RunFlows provides output and error visibility for saved flows.
The Journal and Journal Monitor can support approved local records and reviewable outputs.
These controls should be tested with the real tool and destination.
Evaluate Feluda scheduling
Feluda's Schedule Manager is available in paid plans and supports:
- once;
- daily;
- weekdays;
- weekly; and
- monthly schedules.
It also provides upcoming runs, recent history, conflict warnings, and pause or resume controls.
Scheduling runs on the desktop, so Feluda and required local services need to be available at run time.
This can suit users who want recurring desktop workflows and understand the availability requirements.
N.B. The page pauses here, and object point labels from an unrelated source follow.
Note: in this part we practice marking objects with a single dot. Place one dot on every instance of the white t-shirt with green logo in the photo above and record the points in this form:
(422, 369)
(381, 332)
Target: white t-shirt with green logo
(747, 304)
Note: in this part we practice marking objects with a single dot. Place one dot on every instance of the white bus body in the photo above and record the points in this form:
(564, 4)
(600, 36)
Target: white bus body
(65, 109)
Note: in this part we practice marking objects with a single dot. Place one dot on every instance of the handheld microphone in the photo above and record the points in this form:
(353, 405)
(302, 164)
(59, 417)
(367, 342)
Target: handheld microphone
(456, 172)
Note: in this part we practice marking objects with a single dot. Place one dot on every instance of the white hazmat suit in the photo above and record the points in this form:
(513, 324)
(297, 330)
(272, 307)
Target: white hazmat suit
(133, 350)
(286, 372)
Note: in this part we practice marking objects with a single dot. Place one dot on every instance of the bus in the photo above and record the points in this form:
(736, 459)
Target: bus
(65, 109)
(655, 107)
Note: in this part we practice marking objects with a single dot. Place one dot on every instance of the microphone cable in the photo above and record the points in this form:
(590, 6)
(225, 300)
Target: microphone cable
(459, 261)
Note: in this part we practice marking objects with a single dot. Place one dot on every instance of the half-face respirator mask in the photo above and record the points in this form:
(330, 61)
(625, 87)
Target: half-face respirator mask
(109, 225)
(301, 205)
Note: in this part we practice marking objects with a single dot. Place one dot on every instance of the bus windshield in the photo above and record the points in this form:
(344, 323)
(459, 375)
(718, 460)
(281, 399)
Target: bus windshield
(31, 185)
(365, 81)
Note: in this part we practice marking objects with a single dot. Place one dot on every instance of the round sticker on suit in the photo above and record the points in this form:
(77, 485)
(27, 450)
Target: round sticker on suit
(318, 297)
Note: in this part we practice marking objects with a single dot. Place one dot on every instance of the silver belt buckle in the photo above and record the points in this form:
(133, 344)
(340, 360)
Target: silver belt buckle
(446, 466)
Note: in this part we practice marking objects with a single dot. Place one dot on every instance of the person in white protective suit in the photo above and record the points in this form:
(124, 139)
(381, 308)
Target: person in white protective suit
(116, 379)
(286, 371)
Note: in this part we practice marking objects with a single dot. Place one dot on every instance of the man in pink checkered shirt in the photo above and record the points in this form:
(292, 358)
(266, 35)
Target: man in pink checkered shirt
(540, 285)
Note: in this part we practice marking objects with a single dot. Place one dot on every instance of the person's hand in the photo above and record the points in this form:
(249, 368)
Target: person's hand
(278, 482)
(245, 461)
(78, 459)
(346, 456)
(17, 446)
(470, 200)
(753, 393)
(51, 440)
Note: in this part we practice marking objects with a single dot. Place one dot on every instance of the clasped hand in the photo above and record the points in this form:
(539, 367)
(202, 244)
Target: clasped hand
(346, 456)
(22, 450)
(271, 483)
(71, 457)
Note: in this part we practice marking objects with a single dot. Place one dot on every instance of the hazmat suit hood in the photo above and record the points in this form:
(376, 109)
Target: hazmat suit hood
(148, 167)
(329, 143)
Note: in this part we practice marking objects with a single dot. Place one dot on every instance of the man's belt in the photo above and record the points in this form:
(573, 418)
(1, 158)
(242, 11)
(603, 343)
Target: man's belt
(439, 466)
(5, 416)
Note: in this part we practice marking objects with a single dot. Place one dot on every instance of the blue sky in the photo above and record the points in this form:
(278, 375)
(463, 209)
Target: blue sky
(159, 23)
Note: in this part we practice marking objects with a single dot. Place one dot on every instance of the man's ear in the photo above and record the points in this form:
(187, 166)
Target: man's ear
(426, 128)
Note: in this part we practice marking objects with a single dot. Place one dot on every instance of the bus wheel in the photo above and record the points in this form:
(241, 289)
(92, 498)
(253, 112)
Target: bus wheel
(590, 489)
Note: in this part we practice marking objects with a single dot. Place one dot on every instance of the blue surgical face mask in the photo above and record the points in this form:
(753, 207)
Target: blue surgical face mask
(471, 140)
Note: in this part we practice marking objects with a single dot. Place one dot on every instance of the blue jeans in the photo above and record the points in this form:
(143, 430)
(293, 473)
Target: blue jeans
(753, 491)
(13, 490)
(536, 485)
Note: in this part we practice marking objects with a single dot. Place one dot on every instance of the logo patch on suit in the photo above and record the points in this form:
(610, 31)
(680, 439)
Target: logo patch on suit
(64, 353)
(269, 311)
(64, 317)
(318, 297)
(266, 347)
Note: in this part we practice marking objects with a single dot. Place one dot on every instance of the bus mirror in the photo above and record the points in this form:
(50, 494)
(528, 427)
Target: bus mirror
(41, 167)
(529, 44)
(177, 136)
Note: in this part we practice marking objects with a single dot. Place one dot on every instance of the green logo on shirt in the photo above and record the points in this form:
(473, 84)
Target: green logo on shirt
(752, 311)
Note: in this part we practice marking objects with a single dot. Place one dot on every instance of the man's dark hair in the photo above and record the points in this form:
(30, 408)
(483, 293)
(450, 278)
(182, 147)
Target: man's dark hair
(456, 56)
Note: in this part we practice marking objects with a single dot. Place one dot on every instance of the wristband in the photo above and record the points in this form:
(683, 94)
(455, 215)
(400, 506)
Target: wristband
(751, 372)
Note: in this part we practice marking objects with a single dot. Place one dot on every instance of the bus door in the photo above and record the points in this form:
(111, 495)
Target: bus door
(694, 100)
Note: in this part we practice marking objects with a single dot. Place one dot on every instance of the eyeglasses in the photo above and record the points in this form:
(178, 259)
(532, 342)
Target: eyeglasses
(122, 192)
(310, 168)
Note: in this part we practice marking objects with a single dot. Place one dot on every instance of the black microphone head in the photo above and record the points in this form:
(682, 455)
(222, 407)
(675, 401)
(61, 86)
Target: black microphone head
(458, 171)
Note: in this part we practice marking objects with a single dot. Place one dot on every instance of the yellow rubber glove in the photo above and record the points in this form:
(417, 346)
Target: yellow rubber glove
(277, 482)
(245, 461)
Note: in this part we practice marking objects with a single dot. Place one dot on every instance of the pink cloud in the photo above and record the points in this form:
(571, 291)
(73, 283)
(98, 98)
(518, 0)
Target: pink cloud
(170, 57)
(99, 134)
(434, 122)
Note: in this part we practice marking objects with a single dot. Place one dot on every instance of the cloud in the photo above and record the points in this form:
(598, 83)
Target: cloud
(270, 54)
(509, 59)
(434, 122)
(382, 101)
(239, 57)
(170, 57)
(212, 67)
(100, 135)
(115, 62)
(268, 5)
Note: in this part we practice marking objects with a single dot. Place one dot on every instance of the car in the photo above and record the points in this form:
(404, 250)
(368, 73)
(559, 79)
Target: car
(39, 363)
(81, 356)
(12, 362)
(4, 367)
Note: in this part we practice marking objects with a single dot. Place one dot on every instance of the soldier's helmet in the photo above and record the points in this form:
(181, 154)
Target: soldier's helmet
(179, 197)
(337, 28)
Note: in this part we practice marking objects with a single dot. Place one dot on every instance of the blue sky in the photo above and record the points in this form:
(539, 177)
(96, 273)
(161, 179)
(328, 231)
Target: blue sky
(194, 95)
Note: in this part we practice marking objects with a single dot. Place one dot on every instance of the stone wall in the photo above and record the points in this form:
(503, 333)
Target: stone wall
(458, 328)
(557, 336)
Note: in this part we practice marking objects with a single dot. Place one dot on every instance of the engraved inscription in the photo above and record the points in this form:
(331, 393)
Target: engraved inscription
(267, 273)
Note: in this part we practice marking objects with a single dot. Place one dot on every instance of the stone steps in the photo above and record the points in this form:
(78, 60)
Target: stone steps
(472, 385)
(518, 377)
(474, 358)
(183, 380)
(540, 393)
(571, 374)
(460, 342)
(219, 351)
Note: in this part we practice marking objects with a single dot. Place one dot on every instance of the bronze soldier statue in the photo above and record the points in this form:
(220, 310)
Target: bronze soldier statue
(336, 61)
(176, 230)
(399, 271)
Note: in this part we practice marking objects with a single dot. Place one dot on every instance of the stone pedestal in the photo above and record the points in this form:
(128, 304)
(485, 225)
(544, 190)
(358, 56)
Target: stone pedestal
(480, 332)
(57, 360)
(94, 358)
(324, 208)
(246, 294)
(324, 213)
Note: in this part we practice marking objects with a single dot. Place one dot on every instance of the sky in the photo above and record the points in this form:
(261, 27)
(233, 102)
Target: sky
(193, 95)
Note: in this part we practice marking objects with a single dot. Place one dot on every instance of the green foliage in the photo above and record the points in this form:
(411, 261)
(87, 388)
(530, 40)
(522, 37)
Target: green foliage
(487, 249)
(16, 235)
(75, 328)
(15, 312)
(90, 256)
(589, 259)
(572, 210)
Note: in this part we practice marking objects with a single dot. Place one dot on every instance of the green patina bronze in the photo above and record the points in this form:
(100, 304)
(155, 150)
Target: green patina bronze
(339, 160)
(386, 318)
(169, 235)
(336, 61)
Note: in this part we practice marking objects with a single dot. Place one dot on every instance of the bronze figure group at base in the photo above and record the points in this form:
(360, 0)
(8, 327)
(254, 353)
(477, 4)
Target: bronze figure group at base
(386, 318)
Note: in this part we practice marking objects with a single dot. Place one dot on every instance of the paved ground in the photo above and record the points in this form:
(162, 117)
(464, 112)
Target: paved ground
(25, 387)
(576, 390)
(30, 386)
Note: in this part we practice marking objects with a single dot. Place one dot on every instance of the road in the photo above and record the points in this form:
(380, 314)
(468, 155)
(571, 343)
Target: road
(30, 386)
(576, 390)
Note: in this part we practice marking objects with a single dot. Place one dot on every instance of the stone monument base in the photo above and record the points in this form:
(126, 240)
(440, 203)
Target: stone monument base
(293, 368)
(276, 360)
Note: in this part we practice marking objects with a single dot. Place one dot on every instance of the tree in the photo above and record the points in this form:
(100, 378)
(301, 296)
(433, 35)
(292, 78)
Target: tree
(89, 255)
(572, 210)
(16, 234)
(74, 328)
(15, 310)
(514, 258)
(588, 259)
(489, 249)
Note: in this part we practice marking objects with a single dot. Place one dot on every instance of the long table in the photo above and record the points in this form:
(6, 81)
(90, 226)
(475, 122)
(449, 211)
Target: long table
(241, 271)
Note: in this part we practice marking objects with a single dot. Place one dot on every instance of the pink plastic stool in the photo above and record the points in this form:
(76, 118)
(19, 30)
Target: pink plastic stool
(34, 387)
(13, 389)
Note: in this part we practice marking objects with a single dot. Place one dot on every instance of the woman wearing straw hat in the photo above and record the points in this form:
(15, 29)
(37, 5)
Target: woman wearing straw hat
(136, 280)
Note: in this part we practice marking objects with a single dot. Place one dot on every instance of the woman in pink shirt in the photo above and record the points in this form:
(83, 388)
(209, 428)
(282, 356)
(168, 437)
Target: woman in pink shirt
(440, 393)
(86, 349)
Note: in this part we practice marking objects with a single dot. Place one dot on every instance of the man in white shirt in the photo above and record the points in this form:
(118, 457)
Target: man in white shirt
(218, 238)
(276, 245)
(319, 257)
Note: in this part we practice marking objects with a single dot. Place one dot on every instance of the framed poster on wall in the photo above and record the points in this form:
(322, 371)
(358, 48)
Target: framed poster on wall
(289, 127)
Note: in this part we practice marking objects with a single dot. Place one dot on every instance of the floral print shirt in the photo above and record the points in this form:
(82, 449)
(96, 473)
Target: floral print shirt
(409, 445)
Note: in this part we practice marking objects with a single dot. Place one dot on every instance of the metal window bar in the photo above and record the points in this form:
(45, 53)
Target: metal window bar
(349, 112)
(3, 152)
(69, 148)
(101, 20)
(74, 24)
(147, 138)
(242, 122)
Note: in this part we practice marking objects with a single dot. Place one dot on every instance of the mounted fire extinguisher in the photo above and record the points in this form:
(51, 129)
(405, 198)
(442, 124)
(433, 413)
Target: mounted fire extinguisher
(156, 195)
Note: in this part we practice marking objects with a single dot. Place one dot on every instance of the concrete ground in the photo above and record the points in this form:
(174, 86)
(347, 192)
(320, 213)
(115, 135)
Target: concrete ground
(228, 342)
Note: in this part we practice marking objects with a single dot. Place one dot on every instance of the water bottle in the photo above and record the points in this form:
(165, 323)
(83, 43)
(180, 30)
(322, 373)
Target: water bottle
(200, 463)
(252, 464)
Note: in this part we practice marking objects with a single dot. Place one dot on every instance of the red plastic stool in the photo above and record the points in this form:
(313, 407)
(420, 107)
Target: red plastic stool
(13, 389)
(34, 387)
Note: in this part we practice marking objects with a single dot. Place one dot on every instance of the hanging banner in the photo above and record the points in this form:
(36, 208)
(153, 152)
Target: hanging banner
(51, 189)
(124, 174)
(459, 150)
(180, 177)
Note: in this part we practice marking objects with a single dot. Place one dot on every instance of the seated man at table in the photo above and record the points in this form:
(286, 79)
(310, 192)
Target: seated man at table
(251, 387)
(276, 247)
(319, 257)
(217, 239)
Test a near-term schedule before relying on regular execution.
Common platform-selection mistakes
Avoid:
- comparing feature counts without a real workflow;
- choosing only by integration quantity;
- assuming every model or tool is supported;
- ignoring local and cloud data paths;
- selecting agent autonomy when fixed workflows are enough;
- overlooking deterministic logic;
- ignoring testing and monitoring;
- treating human review as an afterthought;
- comparing subscription prices without total cost;
- failing to test write actions;
- choosing a platform no one can maintain; and
- ignoring portability and ownership.
The platform should support the process, not force the process to match its marketing category.
Choose with evidence from a real workflow
Define one task, its inputs, rules, tools, review needs, and success criteria.
Build the same proof of concept in the platforms you are considering.
Test normal, unusual, incomplete, and failing inputs.
Measure quality, control, debugging, cost, privacy, and maintainability.
Choose the platform that completes the real task reliably with the least unnecessary complexity and risk.
The best AI automation platform is not the one with the most features.
It is the one your team can understand, test, operate, and improve while keeping important data and actions under appropriate control.